We had now before us only two points of interest before we should reach New York--the Falls of Trenton, and West Point on the Hudson River. We were too late in the year to get up to Lake George, which lies in the State of New York north of Albany, and is, in fact, the southern continuation of Lake Champlain. Lake George, Iknow, is very lovely, and I would fain have seen it; but visitors to it must have some hotel accommodation, and the hotel was closed when we were near enough to visit it. I was in its close neighborhood three years since, in June; but then the hotel was not yet opened. A visitor to Lake George must be very exact in his time. July and August are the months--with, perhaps, the grace of a week in September.
The hotel at Trenton was also closed, as I was told. But even if there were no hotel at Trenton, it can be visited without difficulty. It is within a carriage drive of Utica, and there is, moreover, a direct railway from Utica, with a station at the Trenton Falls. Utica is a town on the line of railway from Buffalo to New York via Albany, and is like all the other towns we had visited. There are broad streets, and avenues of trees, and large shops, and excellent houses. A general air of fat prosperity pervades them all, and is strong at Utica as elsewhere.
I remember to have been told, thirty years ago, that a traveler might go far and wide in search of the picturesque without finding a spot more romantic in its loveliness than Trenton Falls. The name of the river is Canada Creek West; but as that is hardly euphonious, the course of the water which forms the falls has been called after the town or parish. This course is nearly two miles in length; and along the space of this two miles it is impossible to say where the greatest beauty exists. To see Trenton aright, one must be careful not to have too much water. A sufficiency is no doubt desirable; and it may be that at the close of summer, before any of the autumnal rains have fallen, there may occasionally be an insufficiency. But if there be too much, the passage up the rocks along the river is impossible. The way on which the tourist should walk becomes the bed of the stream, and the great charm of the place cannot be enjoyed. That charm consists in descending into the ravine of the river, down amid the rocks through which it has cut its channel, and in walking up the bed against the stream, in climbing the sides of the various falls, and sticking close to the river till an envious block is reached which comes sheer down into the water and prevents farther progress. This is nearly two miles above the steps by which the descent is made; and not a foot of this distance but is wildly beautiful. When the river is very low there is a pathway even beyond that block; but when this is the case there can hardly be enough of water to make the fall satisfactory.

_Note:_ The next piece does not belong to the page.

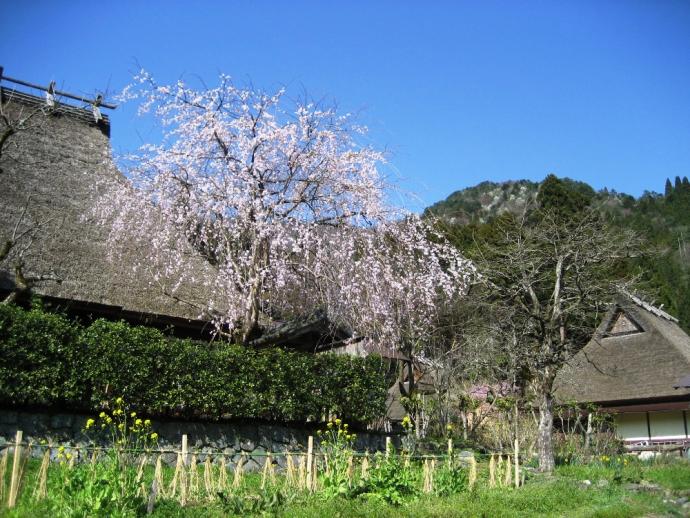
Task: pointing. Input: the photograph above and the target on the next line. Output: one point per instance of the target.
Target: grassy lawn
(610, 494)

There is no one special cataract at Trenton which is in itself either wonderful or pre-eminently beautiful. It is the position, form, color, and rapidity of the river which gives the charm. It runs through a deep ravine, at the bottom of which the water has cut for itself a channel through the rocks, the sides of which rise sometimes with the sharpness of the walls of a stone sarcophagus.
They are rounded, too, toward the bed as I have seen the bottom of a sarcophagus. Along the side of the right bank of the river there is a passage which, when the freshets come, is altogether covered.
This passage is sometimes very narrow; but in the narrowest parts an iron chain is affixed into the rock. It is slippery and wet;and it is well for ladies, when visiting the place, to be provided with outside India-rubber shoes, which keep a hold upon the stone.
If I remember rightly, there are two actual cataracts--one not far above the steps by which the descent is made into the channel, and the other close under a summer-house, near to which the visitors reascend into the wood. But these cataracts, though by no means despicable as cataracts, leave comparatively a slight impression.
They tumble down with sufficient violence and the usual fantastic disposition of their forces; but simply as cataracts within a day's journey of Niagara, they would be nothing. Up beyond the summer-house the passage along the river can be continued for another mile; but it is rough, and the climbing in some places rather difficult for ladies. Every man, however, who has the use of his legs should do it; for the succession of rapids, and the twistings of the channels, and the forms of the rocks are as wild and beautiful as the imagination can desire. The banks of the river are closely wooded on each side; and though this circumstance does not at first seem to add much to the beauty, seeing that the ravine is so deep that the absence of wood above would hardly be noticed, still there are broken clefts ever and anon through which the colors of the foliage show themselves, and straggling boughs and rough roots break through the rocks here and there, and add to the wildness and charm of the whole.
The walk back from the summer-house through the wood is very lovely; but it would be a disappointing walk to visitors who had been prevented by a flood in the river from coming up the channel, for it indicates plainly how requisite it is that the river should be seen from below and not from above. The best view of the larger fall itself is that seen from the wood. And here again I would point out that any male visitor should walk the channel of the river up and down. The descent is too slippery and difficult for bipeds laden with petticoats. We found a small hotel open at Trenton, at which we got a comfortable dinner, and then in the evening were driven back to Utica.